The Year in Gastroenterology: 10 Practice-Changing, Must-Read Studies

David A. Johnson, MD


December 20, 2017

A tremendous number of influential scientific publications have emerged this year in gastroenterology. Ten studies covering hot topics in the field and which are believed to best enhance patient management are reviewed.

Complications of Proton Pump Inhibitor Therapy

Vaezi MF, Yang YX, Howden CW
Gastroenterology. 2017;153:35-48

This analysis reviews the plethora of observational studies showing associations between proton pump inhibitors (PPIs) and adverse effects. The authors appropriately review the data and make evidence-based recommendations. They point out the lack of, or questionable biological explanations for, purported adverse effects; weak magnitudes of association and inconsistent results across different studies resulting in a high potential for confounding bias; and the absence of a dose/duration gradient of adverse effect.

Clinicians will find this article helpful for the frequent questions arising around the use of both prescribed and over-the-counter PPIs.


Disease Progression in Barrett's Low-Grade Dysplasia With Radiofrequency Ablation Compared With Surveillance: Systematic Review and Meta-analysis

Qumseya BJ, Wani S, Gendy S, Harnke B, Bergman JJ, Wolfsen H
Am J Gastroenterol. 2017;112:849-865

The management strategies for patients with Barrett esophagus (BE) and low-grade dysplasia (LGD) remain controversial.
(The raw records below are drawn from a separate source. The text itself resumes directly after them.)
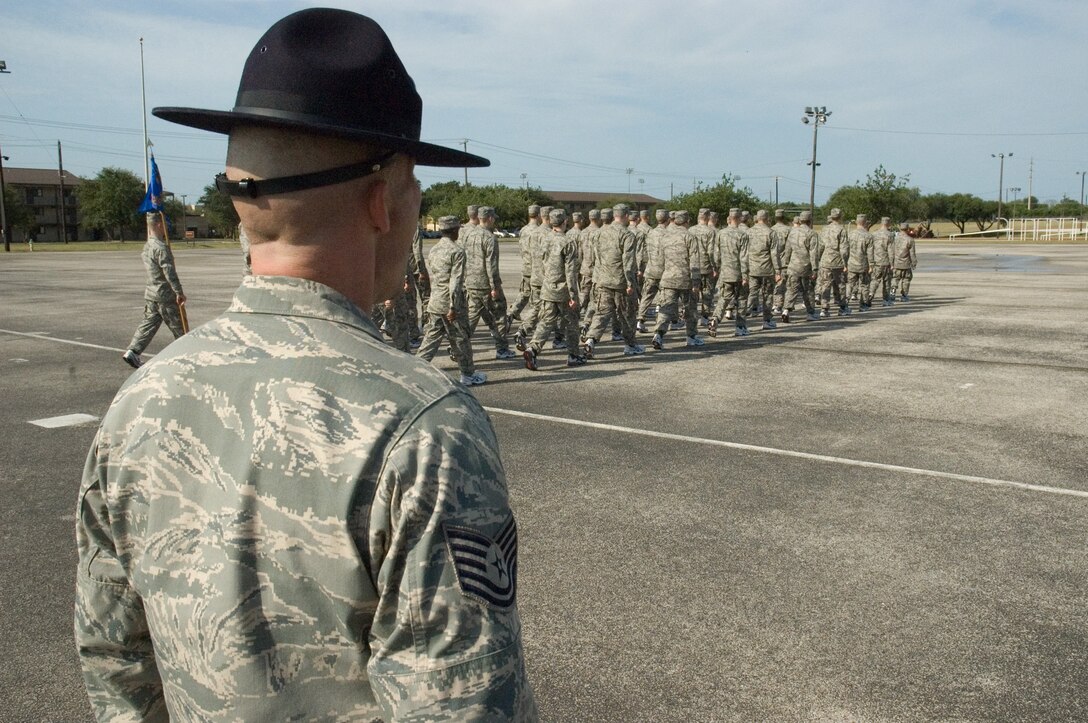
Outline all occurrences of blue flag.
[139,153,163,213]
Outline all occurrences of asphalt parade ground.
[0,241,1088,721]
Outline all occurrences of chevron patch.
[443,515,518,609]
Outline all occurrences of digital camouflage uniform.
[816,221,850,314]
[586,221,639,346]
[418,236,475,376]
[465,224,510,353]
[869,225,895,304]
[891,230,918,301]
[782,224,819,321]
[529,222,579,354]
[128,236,184,356]
[846,227,873,308]
[636,222,668,322]
[770,216,790,311]
[654,224,703,339]
[744,221,782,324]
[75,276,535,721]
[712,225,749,329]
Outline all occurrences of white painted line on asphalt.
[30,414,98,429]
[0,328,154,358]
[484,407,1088,499]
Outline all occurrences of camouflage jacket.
[688,224,716,276]
[426,236,468,316]
[75,276,535,721]
[465,226,502,289]
[782,224,819,276]
[846,228,873,272]
[660,224,703,289]
[643,224,668,281]
[873,228,895,266]
[140,237,182,301]
[749,223,782,276]
[518,222,540,278]
[593,221,639,289]
[541,230,578,303]
[578,223,601,278]
[813,222,850,269]
[710,226,749,284]
[891,232,918,271]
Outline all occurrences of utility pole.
[0,142,11,251]
[57,140,67,244]
[461,138,469,188]
[990,153,1013,219]
[801,105,831,215]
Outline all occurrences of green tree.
[76,167,144,241]
[668,173,767,220]
[197,184,238,238]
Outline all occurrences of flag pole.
[139,38,151,192]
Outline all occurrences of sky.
[0,0,1088,205]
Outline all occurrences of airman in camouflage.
[652,209,705,349]
[582,203,643,359]
[816,204,850,319]
[75,9,536,721]
[708,209,749,336]
[770,209,792,315]
[121,208,185,369]
[744,209,782,329]
[635,209,669,334]
[781,211,819,324]
[463,205,517,359]
[869,216,895,307]
[891,221,918,301]
[523,209,585,371]
[846,213,873,311]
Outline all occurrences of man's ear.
[363,179,393,234]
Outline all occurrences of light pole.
[990,153,1013,219]
[0,145,11,251]
[801,105,831,214]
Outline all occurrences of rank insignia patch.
[443,515,518,608]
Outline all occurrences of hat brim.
[151,107,491,169]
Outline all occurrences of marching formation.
[374,197,917,378]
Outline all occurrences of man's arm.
[367,391,536,721]
[75,430,168,721]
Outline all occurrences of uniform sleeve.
[157,246,182,296]
[75,430,169,721]
[368,392,536,721]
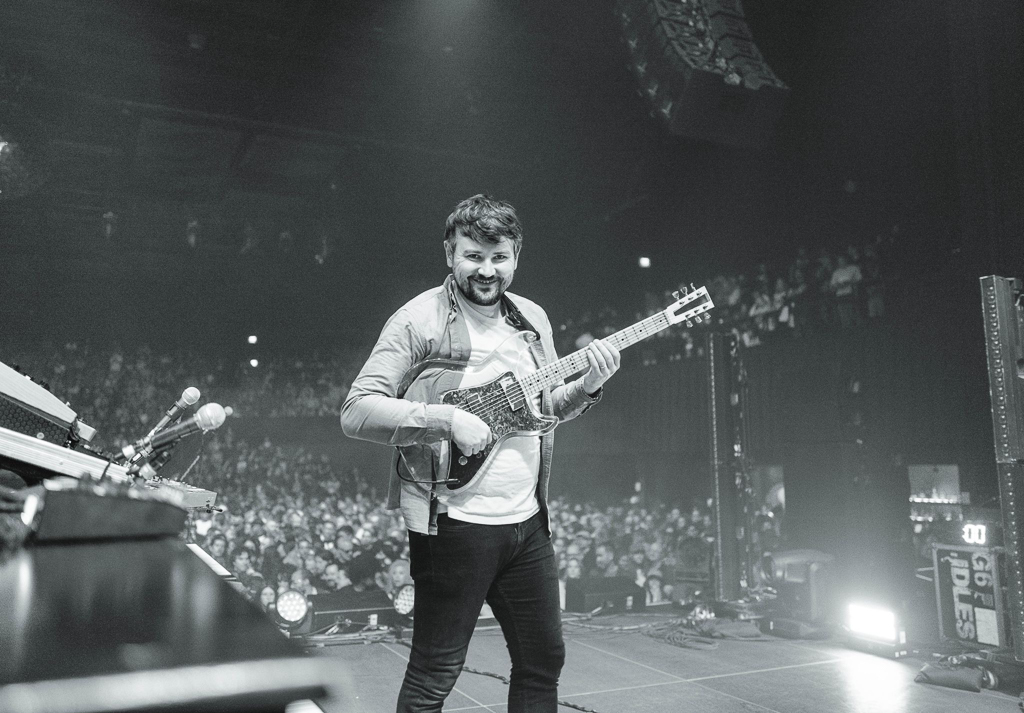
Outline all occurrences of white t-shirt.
[437,294,541,525]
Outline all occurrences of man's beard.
[455,277,511,307]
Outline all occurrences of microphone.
[145,386,199,438]
[121,404,227,463]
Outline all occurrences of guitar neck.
[522,311,670,396]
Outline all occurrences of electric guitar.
[403,287,715,492]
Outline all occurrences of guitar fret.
[522,312,670,395]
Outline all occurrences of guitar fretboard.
[522,311,670,396]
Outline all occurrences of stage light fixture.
[846,602,907,659]
[274,589,313,631]
[394,584,416,617]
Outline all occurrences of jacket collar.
[442,275,541,339]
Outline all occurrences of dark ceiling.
[0,0,991,350]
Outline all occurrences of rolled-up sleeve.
[341,309,455,446]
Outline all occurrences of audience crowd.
[556,236,894,356]
[0,233,891,607]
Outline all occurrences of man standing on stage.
[341,195,620,713]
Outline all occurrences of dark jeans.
[397,513,565,713]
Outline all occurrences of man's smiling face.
[445,230,516,307]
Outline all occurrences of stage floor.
[311,615,1020,713]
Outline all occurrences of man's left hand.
[583,339,621,395]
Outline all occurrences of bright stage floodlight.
[274,589,312,631]
[846,602,907,659]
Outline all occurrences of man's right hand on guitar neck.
[452,409,495,456]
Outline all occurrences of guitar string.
[454,314,664,417]
[459,323,662,418]
[456,313,696,456]
[446,303,704,454]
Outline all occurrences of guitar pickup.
[499,374,526,411]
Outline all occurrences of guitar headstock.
[665,283,715,327]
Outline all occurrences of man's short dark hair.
[444,194,522,255]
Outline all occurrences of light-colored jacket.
[341,276,601,535]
Recent "best-practice" recommendations state that a histologic diagnosis of LGD needs to be confirmed by a recognized expert pathologist, that high-definition endoscopy should be conducted in 8-12 weeks after twice-daily PPI treatment, and that endoscopic ablation by radiofrequency ablation (RFA) should be used for all patients with confirmed and persistent LGD.

This systematic review and meta-analysis involving approximately 3000 patients with BE and LGE compared risks for progression to high-grade dysplasia (HGD) and esophageal adenocarcinoma (EAC) associated with RFA versus standard surveillance biopsies. They reported that the cumulative rate of progression to HGD/EAC was significantly lower with RFA versus surveillance (1.7% vs 12.6%; relative risk, 0.14; number needed to treat with RFA to prevent 1 case of disease progression, 9.2). These results suggest that for BE patients with persistent LGD, RFA (notably after endoscopic resection of any visible mucosal abnormalities) appears to have emerged as the new standard of care.


How I Approach the Management of Eosinophilic Esophagitis in Adults

Hirano I
Am J Gastroenterol. 2017;112:197-199

This review by a notable expert in the field offers pragmatic clinical pearls for managing eosinophilic esophagitis (EoE).

As the optimal management of EoE continues to evolve, these practical recommendations provide useful guidance to clinicians who deal with this increasingly prevalent disease.